According to a family spokesman Rafael Montiel, Reyna Jr. died of apparent respiratory failure in a downtown Mexico City hospital on Aug. 6.  He was 50.

Music fans on the fringe

 of Tex-Mex may dismiss the name, not quite understanding how family tradition, musical heritage and regional music came together in one of those unusual circumstances where legends are born.

But true norteno and Tejano aficionados will see the connections that Reyna Jr. has within the Tex-Mex music industry.

Reyna Jr. was a singer/songwriter, following in the footsteps of his legendary father, Cornelio Reyna. The Reyna songwriting heritage, especially when Reyna Sr partnered with another norteno hero, Ramon Ayala in the seminal Los Relampagos del Norte, contributed a ton of hits to the Tejano and conjunto canon.

Almost every Tex-Mex group from Emilio to Little Joe to Xelencia have covered their hits including “Hay Ojitos,” “Un Dia con Otro,” “Mil Noches, “Te Traigo estas Flores,” and “Me Cai de las Nubes.”

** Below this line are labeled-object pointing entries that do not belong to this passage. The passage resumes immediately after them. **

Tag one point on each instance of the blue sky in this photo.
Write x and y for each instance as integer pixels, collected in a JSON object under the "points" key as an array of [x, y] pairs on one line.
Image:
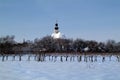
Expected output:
{"points": [[87, 19]]}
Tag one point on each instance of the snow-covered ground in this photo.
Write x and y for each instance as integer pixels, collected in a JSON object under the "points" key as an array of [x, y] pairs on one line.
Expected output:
{"points": [[47, 70]]}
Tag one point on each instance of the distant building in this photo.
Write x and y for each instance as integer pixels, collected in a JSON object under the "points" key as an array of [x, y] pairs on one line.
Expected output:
{"points": [[57, 34]]}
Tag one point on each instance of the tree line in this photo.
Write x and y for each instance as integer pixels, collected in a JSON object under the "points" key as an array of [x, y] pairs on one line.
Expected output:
{"points": [[8, 45]]}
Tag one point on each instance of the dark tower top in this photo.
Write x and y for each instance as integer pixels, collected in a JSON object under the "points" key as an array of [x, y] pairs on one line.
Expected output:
{"points": [[56, 26]]}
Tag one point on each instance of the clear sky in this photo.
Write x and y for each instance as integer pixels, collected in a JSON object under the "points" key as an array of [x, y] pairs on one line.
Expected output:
{"points": [[87, 19]]}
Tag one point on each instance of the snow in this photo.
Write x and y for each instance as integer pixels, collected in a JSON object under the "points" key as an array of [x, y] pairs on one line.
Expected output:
{"points": [[66, 70]]}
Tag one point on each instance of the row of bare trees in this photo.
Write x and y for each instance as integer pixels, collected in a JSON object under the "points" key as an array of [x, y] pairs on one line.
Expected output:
{"points": [[47, 44]]}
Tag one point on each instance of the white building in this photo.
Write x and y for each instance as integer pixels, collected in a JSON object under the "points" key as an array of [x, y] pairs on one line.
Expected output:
{"points": [[57, 34]]}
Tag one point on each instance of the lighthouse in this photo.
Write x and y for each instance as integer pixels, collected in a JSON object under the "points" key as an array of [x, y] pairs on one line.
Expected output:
{"points": [[56, 33]]}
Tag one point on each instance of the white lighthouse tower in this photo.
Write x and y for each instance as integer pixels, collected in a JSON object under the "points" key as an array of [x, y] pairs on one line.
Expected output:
{"points": [[56, 34]]}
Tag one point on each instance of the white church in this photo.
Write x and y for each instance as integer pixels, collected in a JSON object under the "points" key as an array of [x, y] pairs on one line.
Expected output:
{"points": [[57, 34]]}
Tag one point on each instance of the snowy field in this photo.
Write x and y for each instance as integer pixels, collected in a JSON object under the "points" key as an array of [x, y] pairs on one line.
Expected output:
{"points": [[57, 70]]}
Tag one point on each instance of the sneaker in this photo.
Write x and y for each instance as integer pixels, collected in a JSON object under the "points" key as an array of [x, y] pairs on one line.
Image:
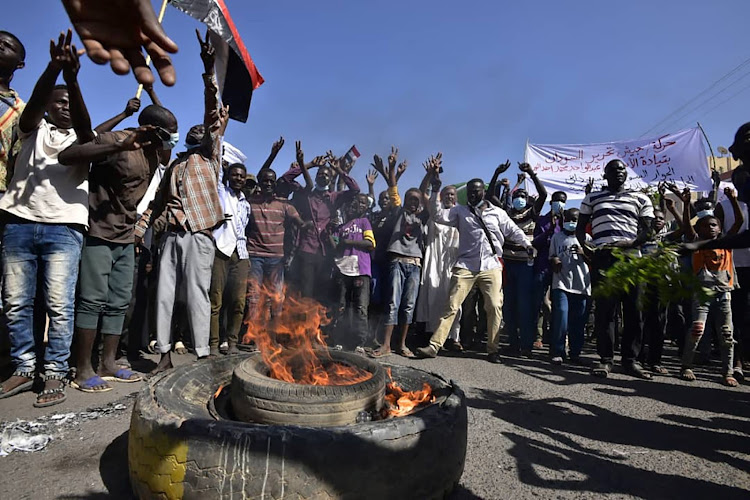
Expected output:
{"points": [[601, 369], [427, 351], [634, 369]]}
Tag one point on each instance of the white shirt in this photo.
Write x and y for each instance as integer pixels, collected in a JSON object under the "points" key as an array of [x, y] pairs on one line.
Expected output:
{"points": [[43, 190], [474, 250]]}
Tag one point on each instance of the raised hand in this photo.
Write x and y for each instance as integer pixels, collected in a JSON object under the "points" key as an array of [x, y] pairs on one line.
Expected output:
{"points": [[503, 167], [208, 53], [115, 31], [300, 155], [525, 167], [276, 146], [393, 157], [132, 107]]}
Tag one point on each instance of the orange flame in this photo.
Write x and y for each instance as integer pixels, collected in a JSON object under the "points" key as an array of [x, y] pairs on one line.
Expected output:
{"points": [[399, 402], [291, 342]]}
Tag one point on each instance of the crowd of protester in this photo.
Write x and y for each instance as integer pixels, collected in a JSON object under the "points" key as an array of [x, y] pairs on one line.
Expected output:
{"points": [[116, 249]]}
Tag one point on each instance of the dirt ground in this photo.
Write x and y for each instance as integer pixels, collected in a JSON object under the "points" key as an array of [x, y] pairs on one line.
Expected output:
{"points": [[534, 431]]}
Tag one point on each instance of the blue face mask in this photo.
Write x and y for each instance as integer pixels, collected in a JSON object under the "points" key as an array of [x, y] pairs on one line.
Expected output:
{"points": [[172, 142]]}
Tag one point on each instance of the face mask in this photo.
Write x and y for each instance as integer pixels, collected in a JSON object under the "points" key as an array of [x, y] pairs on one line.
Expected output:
{"points": [[172, 142]]}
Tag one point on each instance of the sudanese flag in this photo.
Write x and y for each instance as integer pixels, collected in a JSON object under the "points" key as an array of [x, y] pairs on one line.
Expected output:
{"points": [[235, 70]]}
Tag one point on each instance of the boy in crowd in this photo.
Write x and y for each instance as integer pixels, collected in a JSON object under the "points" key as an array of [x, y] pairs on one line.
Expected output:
{"points": [[571, 290], [45, 211], [715, 270], [122, 163], [354, 242]]}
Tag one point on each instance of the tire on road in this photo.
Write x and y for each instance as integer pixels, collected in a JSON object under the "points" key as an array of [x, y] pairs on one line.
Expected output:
{"points": [[258, 398], [176, 449]]}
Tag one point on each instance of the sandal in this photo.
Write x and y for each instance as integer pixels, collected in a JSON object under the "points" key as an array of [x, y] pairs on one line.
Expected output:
{"points": [[90, 384], [123, 375], [49, 392], [406, 352], [687, 374]]}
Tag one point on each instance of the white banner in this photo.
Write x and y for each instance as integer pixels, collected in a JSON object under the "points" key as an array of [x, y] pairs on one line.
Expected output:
{"points": [[678, 158]]}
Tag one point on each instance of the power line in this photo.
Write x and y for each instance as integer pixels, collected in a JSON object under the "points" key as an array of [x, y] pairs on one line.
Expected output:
{"points": [[686, 104]]}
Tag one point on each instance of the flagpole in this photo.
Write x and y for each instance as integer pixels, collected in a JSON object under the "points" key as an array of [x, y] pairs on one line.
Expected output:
{"points": [[148, 57]]}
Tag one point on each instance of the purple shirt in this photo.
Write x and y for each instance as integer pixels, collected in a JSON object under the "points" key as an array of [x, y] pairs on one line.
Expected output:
{"points": [[541, 241]]}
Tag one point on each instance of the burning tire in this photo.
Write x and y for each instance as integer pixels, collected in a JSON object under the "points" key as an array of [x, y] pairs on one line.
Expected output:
{"points": [[258, 398], [177, 449]]}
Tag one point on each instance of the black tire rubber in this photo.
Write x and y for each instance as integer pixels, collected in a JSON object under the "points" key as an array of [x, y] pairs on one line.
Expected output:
{"points": [[258, 398], [177, 450]]}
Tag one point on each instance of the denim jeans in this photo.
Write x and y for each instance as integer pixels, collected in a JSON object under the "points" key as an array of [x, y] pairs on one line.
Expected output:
{"points": [[52, 251], [569, 315], [715, 312], [268, 273], [404, 278], [520, 321]]}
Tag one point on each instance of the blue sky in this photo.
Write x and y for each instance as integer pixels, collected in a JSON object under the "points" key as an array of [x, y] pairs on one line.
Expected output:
{"points": [[474, 80]]}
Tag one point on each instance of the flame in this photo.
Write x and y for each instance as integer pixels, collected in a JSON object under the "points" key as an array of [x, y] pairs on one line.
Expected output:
{"points": [[399, 402], [291, 343]]}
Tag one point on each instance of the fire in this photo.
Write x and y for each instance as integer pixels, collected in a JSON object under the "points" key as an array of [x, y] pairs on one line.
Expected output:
{"points": [[291, 342], [399, 402]]}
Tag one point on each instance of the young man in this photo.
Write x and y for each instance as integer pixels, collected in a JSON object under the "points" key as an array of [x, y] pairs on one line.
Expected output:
{"points": [[12, 57], [229, 275], [122, 164], [318, 204], [270, 218], [354, 242], [45, 211], [482, 231], [620, 218], [187, 206]]}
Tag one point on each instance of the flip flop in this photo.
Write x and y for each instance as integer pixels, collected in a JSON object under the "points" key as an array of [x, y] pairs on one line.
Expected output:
{"points": [[26, 386], [123, 375], [46, 392], [89, 384]]}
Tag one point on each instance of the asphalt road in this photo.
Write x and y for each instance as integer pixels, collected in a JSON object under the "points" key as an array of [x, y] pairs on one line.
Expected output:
{"points": [[535, 431]]}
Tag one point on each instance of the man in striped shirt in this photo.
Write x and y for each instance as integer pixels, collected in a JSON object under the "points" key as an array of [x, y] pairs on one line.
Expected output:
{"points": [[269, 217], [620, 218]]}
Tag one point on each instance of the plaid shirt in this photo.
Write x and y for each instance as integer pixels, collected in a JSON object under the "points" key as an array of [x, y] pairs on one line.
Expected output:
{"points": [[188, 196]]}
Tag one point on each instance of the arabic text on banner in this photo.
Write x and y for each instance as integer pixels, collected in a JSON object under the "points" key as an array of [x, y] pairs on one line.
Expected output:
{"points": [[678, 158]]}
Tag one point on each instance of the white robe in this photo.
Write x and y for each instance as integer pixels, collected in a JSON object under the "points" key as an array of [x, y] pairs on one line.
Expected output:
{"points": [[441, 252]]}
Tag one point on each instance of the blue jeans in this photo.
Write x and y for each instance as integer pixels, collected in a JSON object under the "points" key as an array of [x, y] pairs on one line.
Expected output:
{"points": [[54, 252], [520, 322], [404, 280], [569, 315]]}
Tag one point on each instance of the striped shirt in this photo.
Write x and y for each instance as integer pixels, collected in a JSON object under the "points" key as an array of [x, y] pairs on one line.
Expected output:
{"points": [[615, 216], [265, 232]]}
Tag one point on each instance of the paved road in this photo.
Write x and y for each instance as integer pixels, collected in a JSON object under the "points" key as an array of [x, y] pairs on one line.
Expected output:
{"points": [[535, 431]]}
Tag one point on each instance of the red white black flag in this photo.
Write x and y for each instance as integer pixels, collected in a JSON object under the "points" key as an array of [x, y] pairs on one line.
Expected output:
{"points": [[235, 70]]}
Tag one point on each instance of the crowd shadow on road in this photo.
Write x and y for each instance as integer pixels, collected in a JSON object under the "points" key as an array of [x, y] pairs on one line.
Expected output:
{"points": [[558, 423]]}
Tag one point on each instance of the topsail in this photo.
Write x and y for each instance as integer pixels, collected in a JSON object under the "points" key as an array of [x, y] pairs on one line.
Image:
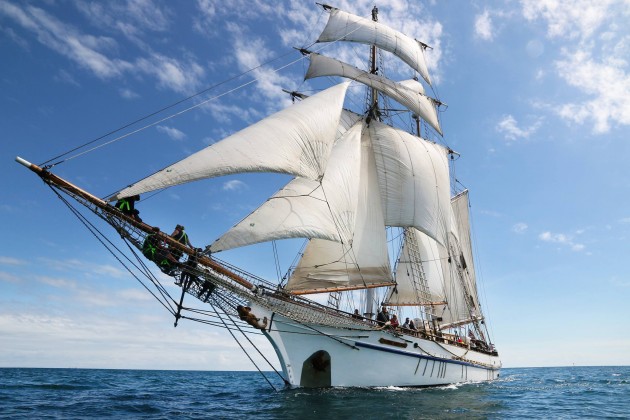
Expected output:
{"points": [[343, 26]]}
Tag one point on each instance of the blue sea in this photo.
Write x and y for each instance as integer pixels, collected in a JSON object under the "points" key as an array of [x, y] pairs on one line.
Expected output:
{"points": [[549, 393]]}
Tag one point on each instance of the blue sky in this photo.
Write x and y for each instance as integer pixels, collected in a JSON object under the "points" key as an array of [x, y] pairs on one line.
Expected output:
{"points": [[538, 96]]}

According to spokesman Rafael Montiel, Reyna died at 3 a.m. Aug. 6, of apparent respiratory failure in a downtown Mexico City hospital.  He was 50.

Reyna Jr, was very much like the other sons of famous musical fathers from Alejandro Fernandez to Pedro Infante Jr. Reyna Jr. enjoyed an easy entry into the music scene, thanks to the historic accomplishments of his father, who rose in prominence thanks to his prolific songwriting beginning in the 1960s. And while Reyna Jr. worked hard to reach the status of his father, he never quite achieved the same level.

During his heyday, Reyna Sr. , who died on Jan. 22, 1997, teamed up with Ramon Ayala in Los Relampagos Del Norte, scoring a ton of massive hits including “Mil Noches, “Te Traigo estas Flores,” and “Me Cai de las Nubes.”

While popular in Tex-Mex circles, Reyna and Ayala were


massively more popular among norteno music fans. Unlike another norteno legendary group, Los Tigres del Norte, whose music was popular among recent Mexican immigrants, particularly in California, 

Reyna and Ayala easily crossed over into the Tex-Mex market. Though both were from Mexico, they had deep ties to the Rio Grande Valley, and their music became part of the Tex-Mex music heritage.

Earlier this year, Reyna Jr. was working on a tribute album to his father. There was no official word on what would become of that recording project.

His son, Alejandro Reyna said his father had several projects in the works: “Tenía pensado hacerle un homenaje a mi abuelo (Cornelio Reyna), tenía planeado grabar un disco con los Cardenales de Sinaloa, el cual quedó inconcluso,” declaró Alejandro Reyna, 27.Cornelio  Reyna Jr.

Reyna Jr began writing songs while in high school in Mexico. His first hits included  "Señor, señor" and "Descarada."

He left behind his wife, Norma Alicia López. And his other sons César Cornelio, 21; Sebastián Eduardo, 16, and Fernando Romina, 11.

For his songwriting contributions, unique style and family heritage, Reyna Jr. will be remembered as one of the top names central to the progression and advancement of Tex-Mex music.

From El Sol de Cuatla:

"A la edad de 50 años, la mañana de ayer murió Cornelio Reyna Jr, hijo del afamado cantante del mismo nombre, quien estaba próximo a grabar un disco en homenaje precisamente a su padre.

Víctima de un paro respiratorio, Alberto Reyna, su verdadero nombre, dejó de existir a las 3 de la mañana mientras recibía atención médica en un hospital de la Ciudad de México.

Cornelio Reyna Jr siempre trató de seguir los pasos de su padre, logrando grabar varias producciones discográficas, siendo uno de sus éxitos más sonados La Chacha, material que alcanzó la venta de más de 100 mil discos en México.